Conditional distribution of $(X_i)_i$ given $\sum\limits_i X_i$ when $(X_i)_i$ is i.i.d.

233 Views Asked by At

Suppose $X_1,X_2,\ldots, X_n$ are i.i.d. random variables. Is there some way to determine the distribution of $(X_1,\ldots,X_n)$ given $S_n := X_1+\ldots+X_n$?

In the discrete case it is easy just using the definition of conditional expected value, but what about in the continuous case?

1

There are 1 best solutions below

0
On BEST ANSWER

Expanding on my first comment...

General formula

Let $S$ be a random variable with PDF $f_S(s)$ for $s \in \mathbb{R}$. Let $A$ be an event with $P[A>0]$. Then: $$ P[A|S=s] = \frac{f_{S|A}(s|A)P[A]}{f_S(s)} $$ For intuition about this formula, it is easy to verify that for any interval $[a,b]$: \begin{align} \int_{s=-\infty}^{\infty} P[A|S=s]f_S(s)ds &= P[A] \\ \int_{s \in [a,b]} P[A|S=s] f_S(s) &= P[A \cap \{ S \in [a,b]\}] \end{align}

Application to your problem

Let $\{X_i\}_{i=1}^n$ be i.i.d., let $S=\sum_{i=1}^n X_i$. We want to find $P[(X_1, \ldots, X_n) \leq (x_1, ..., x_n) | S=s]$ for all relevant values of $s \in \mathbb{R}$. For notational simplicity define $X=(X_1, ..., X_n)$, $x=(x_1, ..., x_n)$, $A_x = \{X\leq x\}$. Note that: $$P[A_x] = P[X\leq x] = P[X_1\leq x_1]\cdots P[X_n\leq x_n] $$ Assume $S$ has PDF $f_S(s)$. We want to compute $P[A_x|S=s]$. Applying the above formula gives: \begin{align*} P[A_x | S=s] &= \frac{f_{S|A_x}(s|A_x)P[A_x]}{f_S(s)} \\ &= \frac{f_{S|A_x}(s|A_x)P[X_1\leq x_1]\cdots P[X_n\leq x_n]}{f_S(s)} \end{align*} You can find $f_S(s)$ by $n$-fold convolution of the PDFs of $f_X(s)$ (assuming such exist).
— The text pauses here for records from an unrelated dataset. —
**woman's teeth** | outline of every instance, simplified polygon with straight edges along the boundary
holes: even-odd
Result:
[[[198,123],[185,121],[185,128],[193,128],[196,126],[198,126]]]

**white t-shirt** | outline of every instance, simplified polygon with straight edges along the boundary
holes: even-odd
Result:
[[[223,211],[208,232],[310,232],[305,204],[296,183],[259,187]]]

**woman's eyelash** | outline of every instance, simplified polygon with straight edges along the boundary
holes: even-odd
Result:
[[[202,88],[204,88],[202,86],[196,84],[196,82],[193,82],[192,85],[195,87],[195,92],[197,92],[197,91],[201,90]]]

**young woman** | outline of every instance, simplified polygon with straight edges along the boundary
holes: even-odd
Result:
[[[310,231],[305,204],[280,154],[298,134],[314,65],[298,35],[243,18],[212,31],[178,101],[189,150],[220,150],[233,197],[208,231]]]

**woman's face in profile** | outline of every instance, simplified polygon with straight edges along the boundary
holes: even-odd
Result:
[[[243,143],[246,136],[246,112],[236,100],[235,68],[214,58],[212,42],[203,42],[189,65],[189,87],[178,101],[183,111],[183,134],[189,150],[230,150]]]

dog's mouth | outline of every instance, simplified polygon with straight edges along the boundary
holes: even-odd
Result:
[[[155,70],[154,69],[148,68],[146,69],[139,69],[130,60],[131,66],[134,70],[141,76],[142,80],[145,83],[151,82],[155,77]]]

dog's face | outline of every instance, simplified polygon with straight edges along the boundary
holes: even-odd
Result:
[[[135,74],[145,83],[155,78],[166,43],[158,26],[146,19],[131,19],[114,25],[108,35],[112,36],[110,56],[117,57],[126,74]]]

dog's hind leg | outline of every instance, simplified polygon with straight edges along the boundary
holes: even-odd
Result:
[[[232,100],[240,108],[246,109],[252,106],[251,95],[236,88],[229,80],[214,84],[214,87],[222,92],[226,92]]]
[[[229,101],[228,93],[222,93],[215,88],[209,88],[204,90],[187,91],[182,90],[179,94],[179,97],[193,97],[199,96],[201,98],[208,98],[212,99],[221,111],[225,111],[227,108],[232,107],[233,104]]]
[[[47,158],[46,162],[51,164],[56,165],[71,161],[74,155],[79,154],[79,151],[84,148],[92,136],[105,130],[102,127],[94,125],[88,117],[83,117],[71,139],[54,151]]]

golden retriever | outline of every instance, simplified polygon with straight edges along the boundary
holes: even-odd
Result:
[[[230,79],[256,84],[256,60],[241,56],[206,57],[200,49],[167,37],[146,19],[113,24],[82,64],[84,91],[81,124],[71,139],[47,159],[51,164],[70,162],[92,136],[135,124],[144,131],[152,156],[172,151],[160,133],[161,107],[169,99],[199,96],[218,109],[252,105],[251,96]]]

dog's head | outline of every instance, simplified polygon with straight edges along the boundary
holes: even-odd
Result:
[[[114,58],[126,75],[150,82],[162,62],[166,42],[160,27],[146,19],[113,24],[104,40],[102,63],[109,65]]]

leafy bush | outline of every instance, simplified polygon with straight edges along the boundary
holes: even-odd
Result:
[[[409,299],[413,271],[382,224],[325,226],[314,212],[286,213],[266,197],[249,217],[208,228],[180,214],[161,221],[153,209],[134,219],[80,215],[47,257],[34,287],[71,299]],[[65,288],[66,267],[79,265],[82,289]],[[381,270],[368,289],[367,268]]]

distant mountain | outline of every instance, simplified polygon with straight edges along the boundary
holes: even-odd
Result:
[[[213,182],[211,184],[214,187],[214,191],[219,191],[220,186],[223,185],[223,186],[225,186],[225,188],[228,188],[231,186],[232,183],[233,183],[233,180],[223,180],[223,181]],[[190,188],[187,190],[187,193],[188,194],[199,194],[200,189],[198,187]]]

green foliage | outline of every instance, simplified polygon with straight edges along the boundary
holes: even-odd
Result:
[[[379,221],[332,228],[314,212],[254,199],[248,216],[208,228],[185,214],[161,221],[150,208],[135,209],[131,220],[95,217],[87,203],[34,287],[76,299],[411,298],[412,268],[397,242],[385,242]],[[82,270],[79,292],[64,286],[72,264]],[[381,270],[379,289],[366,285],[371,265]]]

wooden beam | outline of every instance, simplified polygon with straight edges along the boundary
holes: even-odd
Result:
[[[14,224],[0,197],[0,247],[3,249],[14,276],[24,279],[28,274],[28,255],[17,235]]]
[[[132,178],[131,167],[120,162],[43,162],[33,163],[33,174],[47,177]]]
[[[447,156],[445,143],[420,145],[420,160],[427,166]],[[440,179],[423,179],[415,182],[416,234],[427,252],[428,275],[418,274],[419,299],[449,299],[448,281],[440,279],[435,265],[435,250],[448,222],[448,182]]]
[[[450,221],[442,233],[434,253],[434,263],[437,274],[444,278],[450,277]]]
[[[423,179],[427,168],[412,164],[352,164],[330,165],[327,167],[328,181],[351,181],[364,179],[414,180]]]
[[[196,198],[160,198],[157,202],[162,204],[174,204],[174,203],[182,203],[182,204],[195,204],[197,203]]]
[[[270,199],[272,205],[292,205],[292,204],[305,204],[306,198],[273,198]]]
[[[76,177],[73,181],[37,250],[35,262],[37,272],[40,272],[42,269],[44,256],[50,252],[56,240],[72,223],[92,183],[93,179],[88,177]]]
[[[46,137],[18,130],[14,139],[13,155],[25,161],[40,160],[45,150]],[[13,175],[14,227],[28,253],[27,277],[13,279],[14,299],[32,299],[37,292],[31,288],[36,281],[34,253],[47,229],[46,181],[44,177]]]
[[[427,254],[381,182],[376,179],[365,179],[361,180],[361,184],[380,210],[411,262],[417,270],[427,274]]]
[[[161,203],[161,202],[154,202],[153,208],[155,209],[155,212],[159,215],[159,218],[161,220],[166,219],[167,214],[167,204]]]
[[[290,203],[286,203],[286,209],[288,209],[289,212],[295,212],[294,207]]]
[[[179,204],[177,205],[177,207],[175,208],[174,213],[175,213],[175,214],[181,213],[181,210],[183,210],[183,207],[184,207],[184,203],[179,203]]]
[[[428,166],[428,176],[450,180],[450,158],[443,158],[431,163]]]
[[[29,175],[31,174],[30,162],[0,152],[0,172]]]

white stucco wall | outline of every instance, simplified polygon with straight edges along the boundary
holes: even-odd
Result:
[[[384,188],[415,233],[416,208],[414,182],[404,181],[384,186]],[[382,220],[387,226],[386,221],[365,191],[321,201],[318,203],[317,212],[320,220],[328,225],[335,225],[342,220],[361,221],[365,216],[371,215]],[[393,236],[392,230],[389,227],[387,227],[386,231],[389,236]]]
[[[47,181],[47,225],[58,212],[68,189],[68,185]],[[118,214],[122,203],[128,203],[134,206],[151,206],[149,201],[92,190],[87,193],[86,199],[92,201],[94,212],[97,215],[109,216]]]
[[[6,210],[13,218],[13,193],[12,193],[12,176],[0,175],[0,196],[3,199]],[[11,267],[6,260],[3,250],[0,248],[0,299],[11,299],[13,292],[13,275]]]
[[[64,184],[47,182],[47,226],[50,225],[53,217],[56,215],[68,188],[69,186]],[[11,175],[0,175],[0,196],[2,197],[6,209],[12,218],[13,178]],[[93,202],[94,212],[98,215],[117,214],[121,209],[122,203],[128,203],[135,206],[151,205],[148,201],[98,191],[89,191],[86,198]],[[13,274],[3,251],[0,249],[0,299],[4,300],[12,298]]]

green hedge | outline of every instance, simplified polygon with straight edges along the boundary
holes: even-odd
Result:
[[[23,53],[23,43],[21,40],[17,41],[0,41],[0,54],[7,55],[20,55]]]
You can find $f_{S|A_x}(s|A_x)$ by: \begin{align} f_{S|A_x}(s|A_x) &= \frac{d}{ds} P[S \leq s| A_x] \\ &= \frac{1}{P[A_x]}\frac{d}{ds}P[\{S\leq s \} \cap A_x]\\ &= \frac{\frac{d}{ds} P[X_1\leq x_1, ..., X_n \leq x_n, X_1+...+X_n\leq s]}{P[X_1\leq x_1]\cdots P[X_n\leq x_n]} \end{align}

Computing probabilities with the conditional CDF

Notice that the above gives the conditional cumulative distribution function (CDF) rather than the conditional PDF. Conditional PDFs given $X_1 + ... +X_n=s$ are hard to define since, as you note, this restricts $(X_1, ..., X_n)$ to a multidimensional set of measure zero in $\mathbb{R}^n$. So real-valued functions defined over that measure-zero set would integrate to 0, not to 1. One would need to use PDFs with multidimensional impulses, which are tricky. However, there is no need to use impulses: Working with the conditional CDF gives all you need.

For example, suppose $n=2$ and let $B$ be the line segment in $\mathbb{R}^2$ between the points $(0,1)$ and $(1,0)$. How do we compute $P[(X_1, X_2) \in B | S=1]$? We just observe:

$$P[(X_1, X_2) \in B | S=1] = P[\underbrace{X_1 \leq 1, X_2 \leq 1}_{A_{(1,1)}} | S=1] $$

A 2-d picture to illustrate the above equation would be great, but I do not know how to post a picture on stackexchange.